読書感想から(3/3)
3)本書評価とヒント
本書(人生の地獄の乗り越え方」<ムネオを救った30の言葉>(宝島社 2020/1/9 ¥1.300+税))は、いわゆる自伝に類するものである。単なる「私の履歴書」レベルより、きわめて自己主張の強い、選挙民目当てといってもよいものである。ただ、著者自身は、そういう自覚はないだろうし、自分のすべてをぶつけるつもりでまとめたように感じる。
そう感じさせるのは、彼自身の捨て身の(ような)構え方によると思われる。
多くの関連する写真や、他者からのコメントなども混ぜながら、筆者本人の実体験を振り返り、筆者の主張につなげている。
政治家としての彼の生き方、考え方等を、自身の政治家としての浮き沈みを通して表現している。実際に起こったこと、実際に関係した人との付き合いを通して強調している。
ストレートな表現で、筆者の主張が繰り返されているのは、読む前から想像できる通りだ。
ただ、そのストレートな主張は、彼の本音がまっすぐに伝わってくるようで、ある種の爽快感に近いものも感じた。

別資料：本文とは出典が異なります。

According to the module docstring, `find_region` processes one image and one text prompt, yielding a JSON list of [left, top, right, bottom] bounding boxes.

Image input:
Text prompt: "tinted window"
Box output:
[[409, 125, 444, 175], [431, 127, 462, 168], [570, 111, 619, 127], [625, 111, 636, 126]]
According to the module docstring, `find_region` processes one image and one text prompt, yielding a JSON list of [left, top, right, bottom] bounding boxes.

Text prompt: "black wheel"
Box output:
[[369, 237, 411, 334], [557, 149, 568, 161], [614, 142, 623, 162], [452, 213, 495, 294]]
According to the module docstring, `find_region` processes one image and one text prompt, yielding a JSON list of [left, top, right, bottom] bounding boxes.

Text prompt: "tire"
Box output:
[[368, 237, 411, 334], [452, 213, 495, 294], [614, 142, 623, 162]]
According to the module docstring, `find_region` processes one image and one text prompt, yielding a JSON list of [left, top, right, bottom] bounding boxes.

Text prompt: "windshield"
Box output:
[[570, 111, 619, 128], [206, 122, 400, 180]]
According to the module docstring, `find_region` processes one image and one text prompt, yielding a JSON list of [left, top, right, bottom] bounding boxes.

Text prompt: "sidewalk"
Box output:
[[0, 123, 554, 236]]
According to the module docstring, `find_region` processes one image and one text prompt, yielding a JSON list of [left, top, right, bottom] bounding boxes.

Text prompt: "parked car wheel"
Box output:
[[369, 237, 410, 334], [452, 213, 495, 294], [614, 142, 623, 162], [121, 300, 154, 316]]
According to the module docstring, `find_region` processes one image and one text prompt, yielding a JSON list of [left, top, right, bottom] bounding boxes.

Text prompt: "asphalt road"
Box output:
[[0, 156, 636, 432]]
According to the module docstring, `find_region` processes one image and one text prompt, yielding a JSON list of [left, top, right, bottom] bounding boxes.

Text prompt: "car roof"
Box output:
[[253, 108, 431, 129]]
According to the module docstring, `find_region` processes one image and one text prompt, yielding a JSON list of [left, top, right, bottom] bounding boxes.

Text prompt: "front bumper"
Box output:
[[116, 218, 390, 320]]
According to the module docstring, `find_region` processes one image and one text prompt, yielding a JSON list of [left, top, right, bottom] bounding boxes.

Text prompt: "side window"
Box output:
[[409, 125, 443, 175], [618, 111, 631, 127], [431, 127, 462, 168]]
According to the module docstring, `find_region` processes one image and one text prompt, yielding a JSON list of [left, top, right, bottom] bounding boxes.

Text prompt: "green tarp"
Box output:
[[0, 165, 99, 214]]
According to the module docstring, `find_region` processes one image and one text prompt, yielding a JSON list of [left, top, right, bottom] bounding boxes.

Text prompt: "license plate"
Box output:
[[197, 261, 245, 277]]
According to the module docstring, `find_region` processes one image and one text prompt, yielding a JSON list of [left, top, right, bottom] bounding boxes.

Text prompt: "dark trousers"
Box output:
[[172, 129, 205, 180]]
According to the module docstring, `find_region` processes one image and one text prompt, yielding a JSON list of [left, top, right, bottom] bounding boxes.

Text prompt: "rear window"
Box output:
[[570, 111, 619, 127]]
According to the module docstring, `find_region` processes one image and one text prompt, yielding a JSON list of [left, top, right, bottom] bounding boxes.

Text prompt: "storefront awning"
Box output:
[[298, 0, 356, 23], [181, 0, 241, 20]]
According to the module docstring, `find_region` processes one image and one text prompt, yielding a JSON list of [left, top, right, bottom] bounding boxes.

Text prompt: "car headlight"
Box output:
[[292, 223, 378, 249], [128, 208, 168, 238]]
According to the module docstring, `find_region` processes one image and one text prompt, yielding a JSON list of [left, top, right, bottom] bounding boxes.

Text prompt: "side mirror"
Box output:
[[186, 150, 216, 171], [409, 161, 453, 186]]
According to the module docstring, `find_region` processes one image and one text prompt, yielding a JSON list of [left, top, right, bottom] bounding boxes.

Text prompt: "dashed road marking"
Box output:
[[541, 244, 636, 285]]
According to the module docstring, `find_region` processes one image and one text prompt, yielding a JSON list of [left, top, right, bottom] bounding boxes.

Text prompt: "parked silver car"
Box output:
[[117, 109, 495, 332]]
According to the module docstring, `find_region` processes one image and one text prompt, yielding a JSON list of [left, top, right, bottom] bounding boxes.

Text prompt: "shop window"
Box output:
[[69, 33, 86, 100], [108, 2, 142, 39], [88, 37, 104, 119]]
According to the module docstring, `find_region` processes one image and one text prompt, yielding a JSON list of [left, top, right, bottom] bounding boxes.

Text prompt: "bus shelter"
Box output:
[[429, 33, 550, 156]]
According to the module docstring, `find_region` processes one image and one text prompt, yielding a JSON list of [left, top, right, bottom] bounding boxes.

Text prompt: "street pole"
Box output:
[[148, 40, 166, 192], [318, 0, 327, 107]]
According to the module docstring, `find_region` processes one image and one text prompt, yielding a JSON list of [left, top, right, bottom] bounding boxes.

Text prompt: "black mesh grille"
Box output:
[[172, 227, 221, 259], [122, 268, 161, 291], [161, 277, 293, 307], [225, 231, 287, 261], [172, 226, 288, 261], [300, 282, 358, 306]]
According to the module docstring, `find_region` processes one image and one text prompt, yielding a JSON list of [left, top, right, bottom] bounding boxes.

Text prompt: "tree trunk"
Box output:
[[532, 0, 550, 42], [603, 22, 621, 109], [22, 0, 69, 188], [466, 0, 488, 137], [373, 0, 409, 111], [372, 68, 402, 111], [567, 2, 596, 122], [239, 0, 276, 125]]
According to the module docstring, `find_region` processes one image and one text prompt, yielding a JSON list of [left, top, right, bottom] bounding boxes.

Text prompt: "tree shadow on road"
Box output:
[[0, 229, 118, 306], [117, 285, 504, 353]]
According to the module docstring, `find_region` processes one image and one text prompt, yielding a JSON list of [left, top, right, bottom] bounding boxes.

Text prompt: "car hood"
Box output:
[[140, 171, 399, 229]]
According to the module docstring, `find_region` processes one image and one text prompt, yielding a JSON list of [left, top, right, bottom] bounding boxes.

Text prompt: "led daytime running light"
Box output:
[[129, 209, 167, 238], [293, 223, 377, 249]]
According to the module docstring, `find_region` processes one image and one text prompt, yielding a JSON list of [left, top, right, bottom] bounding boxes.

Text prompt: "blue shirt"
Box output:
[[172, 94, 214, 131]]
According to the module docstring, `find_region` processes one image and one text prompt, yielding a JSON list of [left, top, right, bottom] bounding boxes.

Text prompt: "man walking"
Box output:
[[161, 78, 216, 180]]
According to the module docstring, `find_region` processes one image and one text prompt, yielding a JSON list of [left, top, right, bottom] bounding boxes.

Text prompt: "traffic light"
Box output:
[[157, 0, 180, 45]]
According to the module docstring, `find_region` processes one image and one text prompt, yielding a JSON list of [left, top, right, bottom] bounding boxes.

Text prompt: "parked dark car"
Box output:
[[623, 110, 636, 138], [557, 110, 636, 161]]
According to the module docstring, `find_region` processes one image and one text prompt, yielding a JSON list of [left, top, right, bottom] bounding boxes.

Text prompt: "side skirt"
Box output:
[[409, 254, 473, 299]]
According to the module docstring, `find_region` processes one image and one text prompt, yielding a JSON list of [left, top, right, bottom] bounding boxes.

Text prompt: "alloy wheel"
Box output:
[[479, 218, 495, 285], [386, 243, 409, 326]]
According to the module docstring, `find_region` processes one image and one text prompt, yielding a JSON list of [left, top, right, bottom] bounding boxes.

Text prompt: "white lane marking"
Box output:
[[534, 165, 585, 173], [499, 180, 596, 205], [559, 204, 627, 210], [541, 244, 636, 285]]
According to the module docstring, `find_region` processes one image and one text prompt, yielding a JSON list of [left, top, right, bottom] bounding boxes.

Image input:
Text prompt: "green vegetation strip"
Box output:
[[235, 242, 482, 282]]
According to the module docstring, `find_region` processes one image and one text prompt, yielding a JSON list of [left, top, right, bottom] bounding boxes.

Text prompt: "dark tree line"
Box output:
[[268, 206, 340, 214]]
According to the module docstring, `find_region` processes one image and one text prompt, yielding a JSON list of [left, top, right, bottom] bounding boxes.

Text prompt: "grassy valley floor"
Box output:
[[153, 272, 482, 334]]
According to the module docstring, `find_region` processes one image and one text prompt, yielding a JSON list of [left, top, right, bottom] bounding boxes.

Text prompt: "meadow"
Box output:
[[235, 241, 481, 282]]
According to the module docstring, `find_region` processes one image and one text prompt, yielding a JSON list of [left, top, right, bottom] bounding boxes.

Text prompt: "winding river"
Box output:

彼自身が主張する人間関係こそ重要であり、「情こそ命」ということは、参考にすべきことと思う。いろいろな体裁をかなぐり捨てて生の主張をしていることは、人間解釈の原点として参考にしたい。
一方で、政治家らしく、極めて「けれん」を感じる。素の自分をさらけ出すことで、読者を強引に味方につけるという狙いが、何のオブラートもなく表現されていると感じる。
人間関係資産論で取り組む人間関係そのものを、根幹に据え、人とのかかわり方、それに先立つ自身のあり方、考え方をなんのてらいもなく取り上げている。

確かに、人間関係を本当の素の部分に削ぎ落すと、彼の言うような姿勢、考え方、活かし方になるのかも知れない。
人間関係は、主体としての本人(個人)が中心になって、自分の周りとどう関わっていくかということに行きつく。そういう意味でも、個人が主体であり、関係性を気付くことは二次的なものであることを忘れないようにしなければならない。